Table 8.5.1. Gene Mutation Assay in the absence of S9 mix

 

Concentration [µg/plate as main ingredient]	Number of mutant cells
	TA 1535		TA 1537		TA 1538		TA 98		TA 100
	Test I	Test II	Test I	Test II	Test I	Test II	Test I	Test II	Test I	Test II
0	5	6	9	3	7	12	14	15	112	78
0.75	4	5	10	4	7	13	14	15	94	86
2.3	5	4	7	5	6	8	15	17	114	75
7.5	5	5	11	4	7	8	13	13	95	67
24.9	5	1	9	3	9	9	14	10	99	80
75.5	4	6	7	9	6	11	12	6	118	93
251.4	3*	1*	2*	6*	2*	0*	0*	0*	49*	26*
+ve control	54	40	111	135	177	167	161	100	233	185

* Observation of lawn microcolonies due to compound cytotoxicity

 

Table 8.5.2. Gene Mutation Assay in the presence of S9 mix

 

Concentration [µg/plate as main ingredient]	Number of mutant cells
	TA 1535		TA 1537		TA 1538		TA 98		TA 100
	Test I	Test II	Test I	Test II	Test I	Test II	Test I	Test II	Test I	Test II
0	9	5	8	5	8	18	14	13	101	106
0.75	12	4	11	3	14	19	16	9	110	108
2.3	8	3	8	1	18	17	11	7	113	85
7.5	10	4	6	2	10	20	16	7	121	89
24.9	8	3	7	6	16	9	13	7	98	77
75.5	13	7	9	4	15	33	14	10	102	87
251.4	5*	1*	3*	1*	7*	8*	9*	3*	46*	9*
+ve control	67	34	79	44	355	209	444	146	802	293

* Observation of lawn microcolonies due to compound cytotoxicity

Applicant's summary and conclusion

Conclusions:

Under the conditions of this study, THPS had no mutagenic activity on S. typhimurium strains TA 1535, TA 1537, TA 1538, TA 98 and TA 100, with and without metabolic activation.

Executive summary:

Tolcide PS75 (75.5% THPS main ingredient) was tested for mutagenic activity in S. typhimurium strains TA 1535, TA 1537, TA 1538, TA 98 and TA 100 according to the method of Ames et al. (1975), similar to the OECD Guidelines 471.

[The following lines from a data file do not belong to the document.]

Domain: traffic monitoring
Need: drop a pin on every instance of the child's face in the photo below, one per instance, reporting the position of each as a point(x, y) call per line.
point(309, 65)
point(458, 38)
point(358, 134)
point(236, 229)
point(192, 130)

A preliminary toxicity study was carried out in TA100 only at concentrations of 33 to 10000µg active substance/plate with and without S9, corresponding to 24.9 to 7550 µg main ingredient/plate.

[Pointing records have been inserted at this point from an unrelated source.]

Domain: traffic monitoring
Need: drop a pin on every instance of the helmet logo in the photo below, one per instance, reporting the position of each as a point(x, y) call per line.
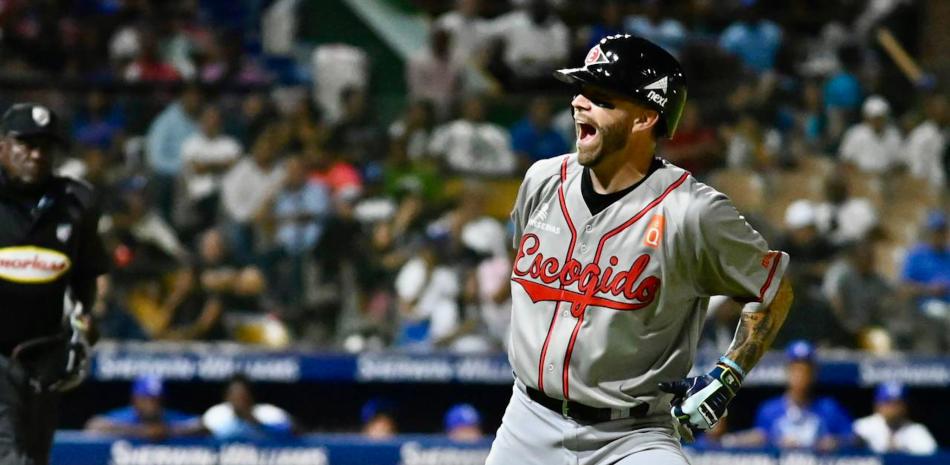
point(659, 84)
point(595, 57)
point(40, 115)
point(657, 98)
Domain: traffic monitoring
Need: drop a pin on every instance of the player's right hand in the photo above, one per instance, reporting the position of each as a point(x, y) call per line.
point(700, 401)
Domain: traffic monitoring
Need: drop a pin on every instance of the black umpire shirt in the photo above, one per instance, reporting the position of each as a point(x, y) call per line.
point(48, 241)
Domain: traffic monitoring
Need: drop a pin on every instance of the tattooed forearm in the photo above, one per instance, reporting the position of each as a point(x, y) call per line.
point(757, 330)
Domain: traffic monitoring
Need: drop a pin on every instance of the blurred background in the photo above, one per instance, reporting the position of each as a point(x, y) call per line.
point(306, 203)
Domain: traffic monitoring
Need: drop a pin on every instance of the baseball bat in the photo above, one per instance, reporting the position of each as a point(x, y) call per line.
point(896, 51)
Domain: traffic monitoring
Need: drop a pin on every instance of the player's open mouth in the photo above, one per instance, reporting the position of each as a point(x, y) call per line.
point(585, 132)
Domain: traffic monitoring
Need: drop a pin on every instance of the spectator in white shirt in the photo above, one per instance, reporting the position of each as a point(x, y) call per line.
point(467, 29)
point(207, 155)
point(428, 288)
point(843, 218)
point(473, 146)
point(927, 143)
point(249, 188)
point(535, 41)
point(874, 145)
point(239, 418)
point(432, 74)
point(889, 429)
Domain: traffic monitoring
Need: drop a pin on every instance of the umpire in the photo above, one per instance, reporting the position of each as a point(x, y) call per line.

The mutagenicity tests were conducted on agar plates at concentrations ranging from 0.75 to 251.4 µg main ingredient/plate with and without S9 mix from Arochlor 1254 treated rat liver.

Toxicity was seen as thinning of the bacterial lawn at 251.4 µg/plate with and without S9 and total lack of lawn above this concentration. There was no precipitation of the test substance.

The test substance did not induce mutagenic activity in either the presence or absence of S9 mix in any of the 5 bacterial strains used. The positive controls induced the appropriate responses in the corresponding strains.

In conclusion, THPS had no mutagenic activity in the applied bacterium tester strains under the test conditions used in this study.

This study is considered as acceptable as it satisfied the criteria of the OECD guideline N°471.